The point 3, why it works is more important than whether it works, really made me think of a recent French evaluation of anonymous resume (by the CREST).
So the theory of change failed. The anonymous resume didn’t increase the likeliness of Ahmed being hired. It was bad without anonymous resume, but worse with it. Cf http://www.crest.fr/images/CVanonyme/rapport.pdf
The anonymous resume legislation was killed. http://www.lemonde.fr/societe/article/2011/08/17/le-cv-anonyme-ne-sera-finalement-pas-generalise_1560612_3224.html
But the big question is why ? How can the anonymous resume fail in what seems quite obvious discrimination. That study simply gives no answer.
Super presentation Chris. Thanks for sharing. You’ve put into words many of my own concerns – and come up with some thoughtful suggestions for how aid agencies can get more bang for their evaluation buck.
The point about project evaluations often generating little useful knowledge is extremely important. And you’ve helpfully elaborated on what causes that.
So very often the lack of generalizability is swept under the rug – and new projects are built along the same lines because X intervention was shown to “work” – without reference to what the intervention truly consisted of, or how the intervention influenced the local reality in order to generate the desired change.

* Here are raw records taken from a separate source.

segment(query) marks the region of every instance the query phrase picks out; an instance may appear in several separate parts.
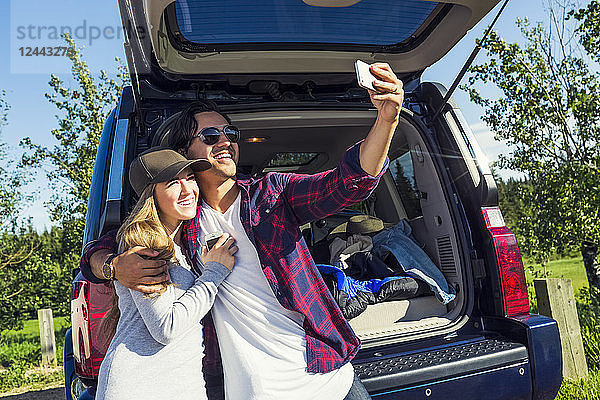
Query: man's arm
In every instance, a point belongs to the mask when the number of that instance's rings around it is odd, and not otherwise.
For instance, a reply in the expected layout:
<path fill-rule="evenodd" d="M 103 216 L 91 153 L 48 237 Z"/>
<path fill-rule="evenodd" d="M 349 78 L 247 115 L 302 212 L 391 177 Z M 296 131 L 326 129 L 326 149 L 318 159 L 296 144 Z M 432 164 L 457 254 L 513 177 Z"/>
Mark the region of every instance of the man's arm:
<path fill-rule="evenodd" d="M 375 63 L 370 70 L 378 79 L 369 90 L 371 102 L 377 108 L 377 119 L 360 146 L 360 166 L 371 176 L 378 175 L 385 164 L 390 142 L 398 126 L 398 115 L 404 101 L 402 81 L 386 63 Z"/>
<path fill-rule="evenodd" d="M 107 282 L 102 274 L 102 265 L 117 251 L 115 236 L 116 231 L 108 232 L 85 247 L 79 267 L 83 276 L 90 282 Z M 162 286 L 158 284 L 169 279 L 166 262 L 144 258 L 156 255 L 157 252 L 154 250 L 143 247 L 134 247 L 119 254 L 112 261 L 115 279 L 123 286 L 142 293 L 161 290 Z"/>
<path fill-rule="evenodd" d="M 398 125 L 404 91 L 402 81 L 389 65 L 376 63 L 371 66 L 371 71 L 380 80 L 374 82 L 379 92 L 369 91 L 371 101 L 377 108 L 377 119 L 366 139 L 348 149 L 333 170 L 315 175 L 278 175 L 281 190 L 299 225 L 366 199 L 385 172 L 387 153 Z"/>
<path fill-rule="evenodd" d="M 349 148 L 338 166 L 314 175 L 275 174 L 280 189 L 290 205 L 296 223 L 303 225 L 325 218 L 369 197 L 385 172 L 387 161 L 379 174 L 371 176 L 360 165 L 363 142 Z"/>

Instead of spending hundreds of thousands of dollars to refine and test the impact, wouldn’t it be better to just give the money as a grant to the poorest of the poor?
Interesting.
I am sorry for the ignorance, but are there some RCTs studies that have been replicated in different regions of the world, with what results? Or does it remains the next step?
Greetings.
Ongoing in many areas (conditional cash transfers, savings, microfinance, pro-poor targeting, elections) with some early reviews out. I don’t have the links handy, unfortunately.
I think what you have is a good description of how impact evaluations can better serve policymakers/donors’ needs to learn generalizable lessons. (I especially like the point about doing R&D, not M&E.) However, I think there’s another purpose for impact evaluations, which is to allow donors to hold implementing organizations accountable for good implementation. And for this purpose, I don’t think your recommendations necessarily apply.
I wonder if you agree, and if so, whether it would be worth making that distinction in the presentation.
I suspect the average impact evaluation takes years, bright academics or researchers, and hundreds of thousands of dollars, if not millions. And it only makes projects accountable to donors, not to the people who receive aid. And that accountability is very narrow, defined by a few measures.
A terrible approach to accountability?
Hm. Perhaps you are using the term “impact evaluation” more restrictively than I do. I think you can evaluate a project’s impact in cheaper ways that provide accountability to the donor and the community (e.g. through participatory methods). It won’t approach the scientific certainty promised by RCTs or similar methods, but it can still be rigorous under a different set of standards.
I like the Microsoft versus Google analogy. And also the focus on testing the theoretical assumptions behind programs versus just testing the method of implementation and whether it works.
I applied for the project associate/coordinator position with STYL in Monrovia and wasn’t selected, but I’m very excited to see the results of this study. This has been one of the better examples of using appropriate methodology to test worthwhile theory that I’ve come across.